Гражданин преисподней | страница 101
— А ты. Божий человек, почему молчишь? — обратился к Венедиму Фуцел. — Я тебе должен что-нибудь?
— Ничего, благодарствую, — ответил светляк, не прикоснувшийся здесь ни к чему, даже к новым ботинкам.
— Как хочешь… Тогда давайте заканчивать. У меня еще своих дел полным-полно.
Наступил момент, о котором все знали заранее (а уж Феодосия — в особенности), но старательно делали вид, что это нечто малозначительное, не заслуживающее даже упоминания.
Фуцел принес из лабаза длинный железный гвоздь и слесарный молоток, а с Торжища позвали двух незаинтересованных свидетелей. Все это нужно было для того, чтобы закрепить факт купли-продажи человека, так сказать, официально.
В Шеоле не существовало писаных законов, а тем более нотариусов и все юридические процедуры совершались согласно здравому смыслу и традициям (по понятиям, как говорили темнушники).
Гвоздь продезинфицировали в водяре и предъявили для осмотра свидетелям. Когда его качество было удостоверено, Феодосия с тяжким вздохом оттопырила пальцем свое довольно миловидное ушко и приложила его к деревянному дверному косяку.
— Очки надень, если плохо видишь, — голосом, не обещающим в будущем ничего хорошего, посоветовала она.
— Обойдусь, — беспечно ответил изрядно выпивший Фуцел.
Руки у него дрожали изрядно, это было заметно еще в корчме, однако удар получился предельно выверенным как по точности, так и по силе — сказывались, наверное, навыки, приобретенные при взламывании киосков.
Феодосия стойко перенесла этот варварский ритуал, только слегка скривилась. А что поделаешь — надо терпеть. Сама напросилась. Тем более что в таком «приколоченном» состоянии ей предстояло пребывать недолго — всего пару минут.
Мужчины молчали, старательно отводя глаза. Можно было, конечно, сказануть что-нибудь глубокомысленное о превратностях судьбы, играющей человеком, как щепкой, или о надежде, которая, как известно, умирает последней, но ни у кого на это просто язык не повернулся.
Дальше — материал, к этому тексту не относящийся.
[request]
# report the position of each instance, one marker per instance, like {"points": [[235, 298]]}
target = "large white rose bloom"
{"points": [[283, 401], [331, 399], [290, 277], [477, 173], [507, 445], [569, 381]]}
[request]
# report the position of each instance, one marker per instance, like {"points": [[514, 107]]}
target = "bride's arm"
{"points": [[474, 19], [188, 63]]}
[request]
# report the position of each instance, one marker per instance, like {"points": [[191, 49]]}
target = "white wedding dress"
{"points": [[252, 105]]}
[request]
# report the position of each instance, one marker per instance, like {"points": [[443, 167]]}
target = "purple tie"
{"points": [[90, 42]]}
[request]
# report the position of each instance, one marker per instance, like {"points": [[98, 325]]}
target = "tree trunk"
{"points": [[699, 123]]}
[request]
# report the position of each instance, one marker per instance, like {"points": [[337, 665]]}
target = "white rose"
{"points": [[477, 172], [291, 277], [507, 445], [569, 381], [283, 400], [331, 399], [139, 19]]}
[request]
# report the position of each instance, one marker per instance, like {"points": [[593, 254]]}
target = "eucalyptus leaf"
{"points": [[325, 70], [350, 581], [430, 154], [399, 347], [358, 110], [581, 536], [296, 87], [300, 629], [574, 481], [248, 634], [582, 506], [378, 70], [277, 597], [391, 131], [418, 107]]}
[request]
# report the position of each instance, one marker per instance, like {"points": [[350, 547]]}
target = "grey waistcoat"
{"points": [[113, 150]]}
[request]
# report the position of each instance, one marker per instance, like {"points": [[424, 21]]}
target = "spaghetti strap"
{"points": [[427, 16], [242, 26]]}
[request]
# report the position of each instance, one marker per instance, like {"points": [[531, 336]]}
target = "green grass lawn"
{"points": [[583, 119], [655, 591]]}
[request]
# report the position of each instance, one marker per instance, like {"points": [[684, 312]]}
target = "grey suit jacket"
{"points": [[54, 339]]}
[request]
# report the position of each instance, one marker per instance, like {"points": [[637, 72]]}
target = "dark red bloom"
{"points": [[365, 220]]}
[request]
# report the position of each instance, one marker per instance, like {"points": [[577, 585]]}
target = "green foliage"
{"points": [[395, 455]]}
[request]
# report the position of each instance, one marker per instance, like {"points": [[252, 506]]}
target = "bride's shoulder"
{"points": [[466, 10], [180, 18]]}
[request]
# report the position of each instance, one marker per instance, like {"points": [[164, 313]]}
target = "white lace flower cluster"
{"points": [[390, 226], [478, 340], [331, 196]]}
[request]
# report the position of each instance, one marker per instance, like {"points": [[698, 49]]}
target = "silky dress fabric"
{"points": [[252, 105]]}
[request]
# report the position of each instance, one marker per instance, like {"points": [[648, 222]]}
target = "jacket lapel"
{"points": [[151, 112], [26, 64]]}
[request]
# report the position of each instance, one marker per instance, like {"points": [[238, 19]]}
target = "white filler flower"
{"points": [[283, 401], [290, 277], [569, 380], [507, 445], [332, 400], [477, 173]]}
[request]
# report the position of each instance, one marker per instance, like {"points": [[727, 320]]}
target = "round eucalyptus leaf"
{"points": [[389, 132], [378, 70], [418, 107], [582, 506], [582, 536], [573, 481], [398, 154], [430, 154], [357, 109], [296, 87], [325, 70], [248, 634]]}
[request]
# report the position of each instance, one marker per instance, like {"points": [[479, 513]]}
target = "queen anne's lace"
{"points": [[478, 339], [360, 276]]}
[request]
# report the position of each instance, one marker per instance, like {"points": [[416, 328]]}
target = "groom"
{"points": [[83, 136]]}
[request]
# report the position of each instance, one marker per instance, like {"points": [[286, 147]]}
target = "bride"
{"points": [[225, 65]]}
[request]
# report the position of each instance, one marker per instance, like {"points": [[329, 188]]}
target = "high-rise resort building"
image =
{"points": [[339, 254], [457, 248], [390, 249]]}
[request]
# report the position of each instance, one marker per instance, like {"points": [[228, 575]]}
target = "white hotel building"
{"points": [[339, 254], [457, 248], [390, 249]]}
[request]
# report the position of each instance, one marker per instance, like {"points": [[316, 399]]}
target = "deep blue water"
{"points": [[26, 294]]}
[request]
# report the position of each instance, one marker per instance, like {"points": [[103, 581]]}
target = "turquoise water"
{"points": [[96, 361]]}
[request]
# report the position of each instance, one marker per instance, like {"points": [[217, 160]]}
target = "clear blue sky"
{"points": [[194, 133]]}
Всем хотелось поскорее покинуть эту нору, гнусную даже в понимании неприхотливого Кузьмы.
— Ну и хватит, пожалуй. — Выждав положенное время, Фуцел пальцами выдернул некрепко вбитый гвоздь.
Все это означало, что отныне Феодосия является такой же неотъемлемой принадлежностью данного жилья, как и любая другая находящаяся здесь вещь. Впрочем, имелось и одно весьма немаловажное различие. Вещь хозяин мог изрубить или сжечь, а за надругательство над рабом грозили крупные неприятности (хотя еще неизвестно было, кому из этих двоих уготована по жизни участь раба).